A época atualmente vivida pelo mundo pode apropriadamente ser chamada de aceleração contemporânea. Ela permite pensar que se suprimem distâncias e intervalos e que as idéias de duração e seqüência estão substituídas pelas de instante e efemeridade.
Há quem veja nesse aumento exponencial de todos os ritmos uma conseqüência apenas do progresso técnico. A verdade, porém, é que a causa dessa mudança brutal na percepção do tempo e do espaço não está na possibilidade teórica e prática de tornar efetivas velocidades até agora insuspeitadas, mas se encontra nas forças econômicas que, em seu exclusivo benefício, impõem um relógio à humanidade como um todo. Isso é obtido através do domínio inconteste do dinheiro e com a ajuda de uma informação enviezada, que justifica e alimenta as novas modalidades de dominação.
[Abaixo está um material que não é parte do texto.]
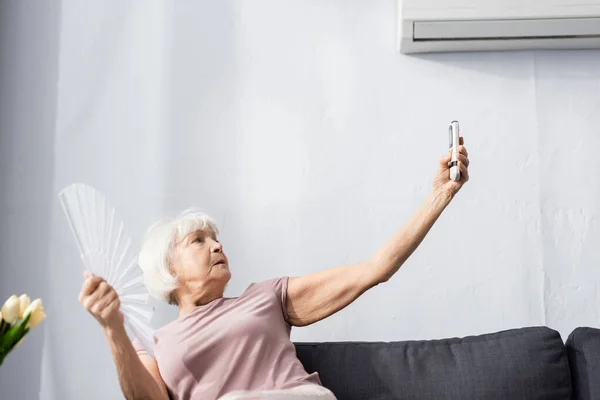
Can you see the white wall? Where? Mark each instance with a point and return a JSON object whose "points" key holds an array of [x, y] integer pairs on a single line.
{"points": [[299, 127]]}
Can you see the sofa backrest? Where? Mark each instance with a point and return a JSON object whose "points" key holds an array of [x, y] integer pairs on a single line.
{"points": [[527, 363], [583, 348]]}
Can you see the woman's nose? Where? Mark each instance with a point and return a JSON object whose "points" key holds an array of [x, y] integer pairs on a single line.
{"points": [[217, 247]]}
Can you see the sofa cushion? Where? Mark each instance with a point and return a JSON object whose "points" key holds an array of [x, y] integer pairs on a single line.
{"points": [[583, 348], [528, 363]]}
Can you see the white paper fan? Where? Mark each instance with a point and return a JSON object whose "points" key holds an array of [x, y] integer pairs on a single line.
{"points": [[106, 252]]}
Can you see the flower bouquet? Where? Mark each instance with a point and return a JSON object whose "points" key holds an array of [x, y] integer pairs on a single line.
{"points": [[17, 317]]}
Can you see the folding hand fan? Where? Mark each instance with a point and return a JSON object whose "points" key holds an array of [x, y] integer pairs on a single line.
{"points": [[106, 252]]}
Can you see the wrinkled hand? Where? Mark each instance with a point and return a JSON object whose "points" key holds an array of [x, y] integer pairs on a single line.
{"points": [[101, 300], [442, 184]]}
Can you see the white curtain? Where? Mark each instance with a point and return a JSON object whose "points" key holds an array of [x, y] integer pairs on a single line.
{"points": [[306, 135]]}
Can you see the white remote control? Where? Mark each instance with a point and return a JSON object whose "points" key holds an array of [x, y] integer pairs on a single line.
{"points": [[454, 134]]}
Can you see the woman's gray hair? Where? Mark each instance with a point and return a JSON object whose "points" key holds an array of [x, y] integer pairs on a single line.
{"points": [[156, 255]]}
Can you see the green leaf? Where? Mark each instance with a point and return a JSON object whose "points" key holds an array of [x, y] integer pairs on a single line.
{"points": [[14, 334]]}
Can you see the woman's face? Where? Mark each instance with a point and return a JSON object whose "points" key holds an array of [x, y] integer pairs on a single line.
{"points": [[201, 263]]}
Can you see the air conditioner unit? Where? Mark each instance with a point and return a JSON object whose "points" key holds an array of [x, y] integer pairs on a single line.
{"points": [[426, 26]]}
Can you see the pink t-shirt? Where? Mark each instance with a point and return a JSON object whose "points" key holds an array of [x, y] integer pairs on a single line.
{"points": [[231, 344]]}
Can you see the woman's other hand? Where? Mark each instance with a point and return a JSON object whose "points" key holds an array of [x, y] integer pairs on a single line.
{"points": [[102, 301], [442, 184]]}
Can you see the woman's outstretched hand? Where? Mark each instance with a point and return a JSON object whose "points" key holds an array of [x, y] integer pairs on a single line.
{"points": [[442, 184], [102, 301]]}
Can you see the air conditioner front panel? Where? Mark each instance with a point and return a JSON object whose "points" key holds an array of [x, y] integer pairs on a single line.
{"points": [[514, 29]]}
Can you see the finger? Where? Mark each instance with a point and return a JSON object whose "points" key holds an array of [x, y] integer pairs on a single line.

Por isso, a aceleração contemporânea não apenas aumenta a desigualdade entre países, povos e pessoas, como leva a uma confusão dos espíritos, uma espécie de atordoamento dos sentidos. A época se apresenta como algo de amedrontar e ao mesmo tempo como uma fatalidade insondável, levando muitos à conformidade e outros ao desespero, enquanto outros tantos buscam ardentemente compreender o mundo em que vivemos para melhor se situar em face do presente e do futuro.
É um tempo de paradoxos, isto é, de contradições em estado puro, todavia hoje perceptíveis porque a própria vida acaba por ensinar o que é ideologia e o que não é, na produção da história. A tomada de consciência é uma questão de tempo. A grande causa dessa mutação filosófica está na forma como nos inserimos no mundo do trabalho e como podemos avaliar os resultados.
E o Brasil?
Os nossos quinhentos anos são iguais aos de outros países, porque a aventura iniciada em 1500 marca a primeira grande abertura jamais conhecida em todos os tempos pela história. É a primeira vez que um continente conhece tal combinação de novidades, a começar pela mistura de povos de origens diferentes, chegados a uma nova terra para exercer de forma pioneira atividades inéditas. O norte buscado, pelas contingências mesmas da aventura, será constituído pelo amálgama de europeísmo, cristianismo e internacionalismos, todos mais ou menos falsificados.
Esse Brasil europeu já surge disposto a olhar para os outros e esta será uma das marcas (profundas) de sua trajetória nestes cinco séculos. pode-se pensar que, desse modo, aqui se constitui uma sociedade embriagada pela idéia fixa de a todo custo imitar a modernidade alheia. Mas tal sociedade misturada - pela fermentação clandestina de sua maioria - é também capaz de ir constituindo, dentro de casa, o que será o seu corpo e a sua alma, no espelho da terra. E este será, afinal, sua âncora definitiva.
Abertura sem limites e construção autêntica de um povo são as duas pontas do eterno dilema brasileiro. A primeira interessa sobretudo aos senhores da terra e dos homens, enquanto a segunda constitui, para o grosso da população, o fundamento de sua identidade. Aliás, o trabalho de todos tem essas duas caras. E, como o trabalho hegemônico é comandado por lógicas excêntricas, as manifestações de fidelidade à terra surgem e se desenvolvem como resistência e a cultura é a sua linguagem, cuja força, aliás, apenas se tem revelado plenamente nos últimos anos.
Esse pode ser um tema para reflexão, quando se comemoram cinco séculos de Brasil, levando a uma reavaliação das perspectivas trazidas com o que podemos chamar de aceleração brasileira. Esta, felizmente, não é só o que parece, isto é, a submissão aos ditames da modernidade à moda internacional, porque também constitui a vontade de criar, aqui mesmo, uma modernidade brasileira, com a prevalência dos valores culturais da maioria da população. (Milton Santos - baiano - era professor emérito da Faculdade de Filosofia da USP, autor de A Natureza do Espaço, Por Uma Outra Globalização, entre outros. Transcrevemos aqui, o seu artigo publicado na Caros Amigos, ano IV - número 37 - abril de 2000).